Sarri

Sir Wiston Churchill diceva “Gli italiani perdono le partite di calcio come se fossero guerre e perdono le guerre come se fossero partite di calcio“. Vi sembra un’esagerazione? Beh, provate a vedere come si vive il calcio a Napoli.


Se Maurizio Sarri sia consapevole di cosa significhi il motto “Vincere non è importante, è l’unica cosa che conta” non possiamo saperlo per certo, quello che ci immaginiamo è che un po’ gli sarà passato per la mente cosa possano ever pensato nel capoluogo campano al momento della firma del contratto che lo legherà alla società bianconera, leader incontrastata della Serie A da 8 anni, la stessa leader che subdolamente, poco più di 12 mesi fa, incolpava di ogni male possibile del calcio nostrano.
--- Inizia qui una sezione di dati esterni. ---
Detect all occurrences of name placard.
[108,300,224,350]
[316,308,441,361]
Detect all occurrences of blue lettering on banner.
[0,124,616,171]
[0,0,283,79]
Perché, tra l’altro, ha avuto modo di vedere “l’affetto” con cui lo stadio San Paolo, ha accolto Gonzalo Higuaín (che ora, con l’arrivo del toscano, spera di rilanciarsi), quando con la maglia bianconera tornò in quel campo che lo aveva eletto a simbolo.

E se avevano eletto a simbolo un professionista che il campo lo calca senza troppi substrati filosofici, come accoglieranno colui per cui si era arrivati a coniare addirittura un termine? Il Sarrismo. Crasi tra varie filosofie calcistiche estere che vanno per la maggiore negli ultimi anni.

Ora a Napoli ci sono due grandi categorie, quelle che 12 mesi fa avevano già “ripudiato il Comandante” in favore di un più mediatico (e decorato) Ancelotti, e quelli che invece lo fanno adesso sentendosi già con un pezzo di tricolore cucito sul petto. Sentimento comune a un’altra tifoseria che invece ha da poco accolto “un simbolo” di juventinità, quindi non una novità.

Chi “avrà ragione” in termini di vittoria finale è presto per dirlo. È opinabile invece che le filosofie astratte (e/o metafisiche) contino ancora qualcosa nel calcio. La Serie A 2019-00 è lontana dall’aprire i battenti, ma già promette di fare scintille.